La verità è che ancora siamo qui nel tentativo, al momento vano, di elaborare quel maledetto lutto. Perché ogni volta che presenzio a una kermesse forzista, tutte le volte che mi pongo alla visione di un programma Mediaset, magari uno di quei talk show dell’anima anarcoide o le prime serate dai toni parossistici, nei colori delle scenografie come nella bellezza delle sciantose di turno, e ancora, quando mi capita di vedere una partita dove si gioca davvero a calcio, vuoi per i piedi talentuosi vuoi per un sistema di gioco funzionale e divertente, ebbene, ogniqualvolta che mi capita di approcciare a quanto scritto poc’anzi, mi sovviene il ricordo delle mie gite al Vittoriale. Con quella sensazione di veder sbucare, prima o poi, il Vate tra gli spalti del Parlaggio o tra i viottoli che conducono alla Nave Puglia. Perché il Cav era diventato talmente presente nel fluire del nostro tempo, tanto da aver permeato i nostri pensieri, le nostre parole, le nostre opere, finanche quelle omissioni messe lì a tappare le falle del nostro liberalismo quotidiano. Pare strano, se non proprio assurdo, scrivere di Lui con toni nostalgici fingendo di non ricordare la carica vitalistica e quindi, va da sé, futurista che Silvio Berlusconi ha incarnato senza soluzione di continuità durante tutto il suo arco esistenziale.
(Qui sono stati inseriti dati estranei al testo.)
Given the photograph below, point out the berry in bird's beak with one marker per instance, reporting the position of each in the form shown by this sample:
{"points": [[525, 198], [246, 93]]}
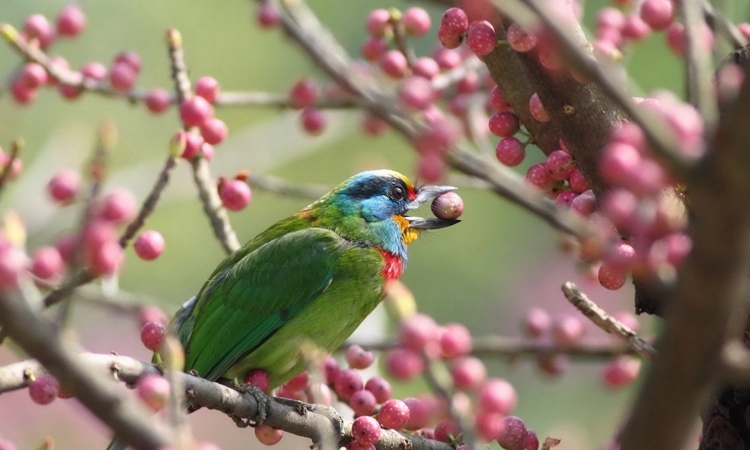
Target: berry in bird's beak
{"points": [[425, 194]]}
Fra l’altro, a differenza di taluni imprenditori à la page che giocano a fare i filosofi, peraltro con esiti stucchevoli se non proprio macchiettistici, checché se ne dica, il Cav non solo amava sinceramente un pensatore tra i più stimati nella storia del pensiero umano – parlo di Erasmo da Rotterdam – non solo si prodigò nel dar luogo a una tiratura di copie del suo capolavoro – Elogio della follia (Moriae encomium) – ma riuscì a compiere un passo ulteriore: diede corpo a quelle idee, si sporcò le mani con quella pazzia lucidissima e in questo tentativo di ingabbiare l’assoluto ne abbiamo guadagnato tutti: di certo lo scrivente, probabilmente molti di voi che sono arrivati a leggere sin qui. Ecco perché spesso appariva una forma ossimorica quel sentire la parola “moderato” in bocca a chi amava coltivare l’irrazionale, dispensando genialità senza alcuna parsimonia negli ambiti più disparati. In politica, almeno in quella italiana, c’è stato un prima e un dopo, un avanti Cristo e dopo Cristo (avanti Cav e dopo Cav). Non che il liberalismo fosse nato con Lui, figuriamoci, ma fu con Lui che assunse sembianze comprensibili, a portata di tutti, depurate dei suoi caratteri elitari. Insomma, con una grammatica semplice (ma non semplicistica), quel brianzolo ha detto Urbi et Orbi che in fondo la visione individualista ama accarezzare l’essenziale poiché – parafrasando Sant’Agostino – prima pone al centro l’uomo, dopodiché ti permette di agire come meglio credi.
Nella piena contezza che il liberale è colui che ogni giorno tenta di spingere sempre più in là, fosse anche di poco, quel perimetro che circoscrive la nostra indipendenza. Di qui quei semplici ma pregiati ingredienti, quali la libertà dell’individuo, la responsabilità del singolo, lo spontaneismo umano, il mercato aperto, l’abiura del Leviatano. Più individuo e meno Stato. Più libertà e meno tasse. Più federalismo e meno centralismo parassitario. Più competizione e meno assistenzialismo. È in questa cantilena di dicotomie che si staglia il vero lascito del Cav. Lui che seppe mantecare un liberalismo classico con il riformismo laico e il popolarismo sturziano, dando vita a un fusionismo intellettuale e pragmatico foriero di tante belle speranze, non tutte purtroppo condotte a buon fine. E noi siamo ancora qui a tentare di far rivivere lo spirito del 1994 mentre il suo spirito è soffiato via 24 mesi fa. Come fosse un’aporia apparentemente condannata ad una risposta insoluta.